Thiruvananthapuram: In yet another first, the Kerala State has managed to get 1,08,057 literate in a span of four years between (2016-2020). The education department officials say that a majority of them belong to the marginalized sections of the society.
In the last few years there is a huge influx of migrant workers from other states to Kerala who form a major workforce in construction and other sectors. The state being on the coast has a sizable fisherfolk who hitherto did not get good education. Officials say that tribals, fisherfolk and migrants were roped in for literacy.
The Kerala State Literacy Mission Authority (KSLMA), an autonomous institution under the General Education Department, Government of Kerala has taken up several measures to improve the literacy levels in the state.
Besides those who learnt their first letters through the KSLMA programmes, a total of 1,35,608 people including women have cleared its various equivalency programmes- 24,148 students (fourth standard), 21, 950 (seventh standard), 64,663 (10th), 24,847 (plus two), as per the figures released by the Authority.
Interestingly, only 4,600 people had achieved literacy through state government programmes during the period 2011-2015, during the tenure of the previous UDF government.
“After the much touted total literacy programme during 1990s, Kerala had given more prominence to primary education than the eradication of illiteracy in the later decades. After so many years, it was during the last four years under the present government that total literacy campaign was given due importance,” a KSLMA official said.
As per the state Planning Board figures 2011, there are 18 lakh illiterate people in Kerala, he said.
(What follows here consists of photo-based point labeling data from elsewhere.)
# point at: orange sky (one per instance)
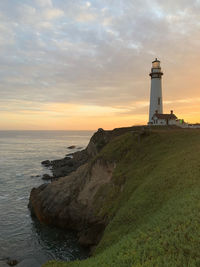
(72, 65)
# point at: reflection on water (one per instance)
(62, 243)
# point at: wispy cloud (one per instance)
(98, 53)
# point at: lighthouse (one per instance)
(156, 105)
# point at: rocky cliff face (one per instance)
(71, 201)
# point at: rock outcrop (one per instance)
(71, 201)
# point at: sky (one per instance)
(78, 65)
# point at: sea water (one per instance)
(21, 153)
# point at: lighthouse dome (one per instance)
(156, 64)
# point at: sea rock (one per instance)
(46, 177)
(3, 264)
(71, 147)
(73, 201)
(29, 263)
(69, 202)
(12, 262)
(46, 163)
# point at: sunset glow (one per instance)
(80, 65)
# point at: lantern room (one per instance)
(156, 64)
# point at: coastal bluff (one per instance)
(135, 202)
(73, 201)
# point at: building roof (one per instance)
(165, 116)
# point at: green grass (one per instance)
(152, 203)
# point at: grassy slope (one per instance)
(153, 202)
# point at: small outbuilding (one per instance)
(164, 119)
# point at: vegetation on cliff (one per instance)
(152, 204)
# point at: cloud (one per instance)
(98, 53)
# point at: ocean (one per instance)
(22, 236)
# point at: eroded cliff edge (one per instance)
(73, 201)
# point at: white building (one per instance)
(156, 102)
(164, 119)
(156, 116)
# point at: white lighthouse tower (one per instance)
(156, 105)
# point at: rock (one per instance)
(73, 201)
(70, 202)
(71, 147)
(29, 263)
(46, 177)
(46, 163)
(3, 264)
(12, 262)
(35, 176)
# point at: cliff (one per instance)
(71, 201)
(136, 199)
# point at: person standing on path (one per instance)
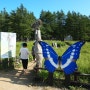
(24, 55)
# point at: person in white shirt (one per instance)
(24, 54)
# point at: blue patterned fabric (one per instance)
(51, 58)
(68, 59)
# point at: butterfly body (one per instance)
(67, 61)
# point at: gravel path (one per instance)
(16, 80)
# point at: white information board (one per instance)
(8, 44)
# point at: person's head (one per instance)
(24, 44)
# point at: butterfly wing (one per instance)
(51, 57)
(68, 59)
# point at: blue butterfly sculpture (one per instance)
(67, 60)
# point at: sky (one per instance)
(36, 6)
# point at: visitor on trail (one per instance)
(33, 51)
(24, 54)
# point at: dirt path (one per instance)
(16, 80)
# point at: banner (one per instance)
(8, 44)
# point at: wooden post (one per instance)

KSLMA director P S Sreekala said the achievement in the literacy and education sector was the result of special drives implemented by the agency focusing on the marginalised areas including tribal colonies and fishing hamlets.
Listing out various projects by the Literacy Mission, she said 12,968 people became literate through the special tribal literacy drive implemented in Wayanad and Attappady in Palakkad district, one of the largest and most backward tribal settlements in the southern state.
A total of 11,941 people achieved literacy through the “Aksharasagaram” project, a literacy-cum-equivalency project implemented in coastal areas of the state, she said.
“Changathi” drive helped over 5,400 migrant workers to learn Malayalam while 3,188 people turned literate through the “Navachethana”, an initiative envisaged to eradicate illiteracy in scheduled caste (SC) colonies, the official added.